"Mau pulang sekarang?" tanya Farrel saat mereka berdua telah menandaskan makan siang mereka.
"Iya deh. Aku masih harus ngerjain proposal pengajuan sponsor pensi nih, kak." jawab Eve seraya melirik jam tangannya. Sudah pukul 2 siang. Tak terasa, waktu cepat berlalu.
"Ck, dasar ketua osis rempong." Farrel mengacak rambut Eve dan membuat gadis itu mencibir.
Mereka keluar dari cafe dengan masih diiringi obrolan ringan. Sepertinya Eve dan Farrel sudah menemukan kecocokan diantara mereka yang membuat mereka akhirnya merasa nyaman mengobrol satu sama lain.

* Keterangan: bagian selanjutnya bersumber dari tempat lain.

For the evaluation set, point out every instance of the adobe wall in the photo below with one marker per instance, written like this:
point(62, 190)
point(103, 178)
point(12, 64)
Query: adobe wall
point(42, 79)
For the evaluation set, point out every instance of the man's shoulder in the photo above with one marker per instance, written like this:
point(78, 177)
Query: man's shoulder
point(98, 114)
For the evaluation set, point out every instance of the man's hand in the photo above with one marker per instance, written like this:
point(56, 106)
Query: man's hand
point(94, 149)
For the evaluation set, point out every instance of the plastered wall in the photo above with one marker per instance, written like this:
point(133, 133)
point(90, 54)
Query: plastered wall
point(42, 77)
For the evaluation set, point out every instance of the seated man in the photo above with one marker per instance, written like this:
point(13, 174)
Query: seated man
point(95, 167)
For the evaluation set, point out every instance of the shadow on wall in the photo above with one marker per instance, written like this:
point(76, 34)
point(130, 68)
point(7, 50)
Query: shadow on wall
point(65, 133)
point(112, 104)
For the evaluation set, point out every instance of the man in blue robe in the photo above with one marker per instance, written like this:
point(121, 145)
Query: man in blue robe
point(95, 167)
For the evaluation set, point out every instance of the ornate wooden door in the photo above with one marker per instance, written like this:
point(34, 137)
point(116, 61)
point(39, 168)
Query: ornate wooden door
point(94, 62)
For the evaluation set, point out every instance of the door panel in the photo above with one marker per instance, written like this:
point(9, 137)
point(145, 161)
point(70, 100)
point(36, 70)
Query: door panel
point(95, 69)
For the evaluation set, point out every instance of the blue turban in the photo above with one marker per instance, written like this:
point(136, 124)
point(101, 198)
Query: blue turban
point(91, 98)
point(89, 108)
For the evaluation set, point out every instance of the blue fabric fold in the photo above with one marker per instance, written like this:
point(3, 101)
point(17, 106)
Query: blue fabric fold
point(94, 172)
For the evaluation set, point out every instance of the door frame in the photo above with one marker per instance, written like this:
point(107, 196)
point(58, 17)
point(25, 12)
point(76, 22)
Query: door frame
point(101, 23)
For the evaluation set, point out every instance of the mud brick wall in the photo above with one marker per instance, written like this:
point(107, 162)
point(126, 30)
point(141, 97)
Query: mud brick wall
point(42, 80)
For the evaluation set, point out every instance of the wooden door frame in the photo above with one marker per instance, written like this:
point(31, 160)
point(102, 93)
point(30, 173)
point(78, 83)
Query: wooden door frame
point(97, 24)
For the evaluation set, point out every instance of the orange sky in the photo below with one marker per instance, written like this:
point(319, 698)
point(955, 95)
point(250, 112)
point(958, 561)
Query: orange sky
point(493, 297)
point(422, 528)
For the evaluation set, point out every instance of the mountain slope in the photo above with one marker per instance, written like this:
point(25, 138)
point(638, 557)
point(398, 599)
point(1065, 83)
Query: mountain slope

Mereka berjalan lumayan jauh. Dibawah teriknya matahari siang ini, akhirnya membuat mereka lebih memilih diam untuk menghemat energi. Kini mereka tengah diselimuti keheningan dengan peluh mereka yang kian menetes.
"Kak." Eve memecah kesunyian. Farrel menoleh.
"Yap?"
"Kenapa sih kakak dingin banget kalo disekolah?" Eve bertanya dengan hati-hati. Takut menyinggung perasaan Farrel.
"Ehm. Aku cuma ganyaman aja sama cewek-cewek disekolah yang terlalu cari perhatian. Aku gamau kalo aku terlalu terbuka sama mereka, mereka jadi mikir yang macem-macem." ujar Farrel seraya mengangkat bahunya.
"Tapi kok kakak mau deket-deket sama aku?" Eve kembali bertanya.
"Karena kamu beda." Farrel terkekeh pelan sambil mengacak rambut Eve lagi.
Eve merasakan aliran darahnya berdesir saat merasakan sentuhan yang lagi-lagi diberikan Farrel. Degup jantungnya berdetak 2 kali lebih cepat dari biasanya. Sepertinya, berada lebih lama di dekat Farrel bisa membuat Eve sakit jantung.
"Kok diem?" Farrel memecah lamunan Eve.
"Hah? Eh..engga kok." Eve menggaruk tengkuknya.
"Kamu lucu ya, setiap lagi gugup pasti garuk tengkuk." Farrel terkekeh dan membuat pipi Eve yang memang sudah memerah karena panas matahari semakin bersemu merah.
Sepanjang jalan, Eve hanya menunduk sambil sesekali menimpali perkataan Farrel yang lebih mendominasi pembicaraan. Entah mengapa, kemampuan berbicara Eve di depan umum seketika sirna saat berada di dekat Farrel. Ia menjadi orang yang kikuk setiap kali Farrel melontarkan kata-kata pujian ataupun godaan kepadanya.
"Dddrrtt"
Ponsel Eve bergetar. Ia segera merogoh saku bajunya dan mengambil benda kecil berwarna putih itu.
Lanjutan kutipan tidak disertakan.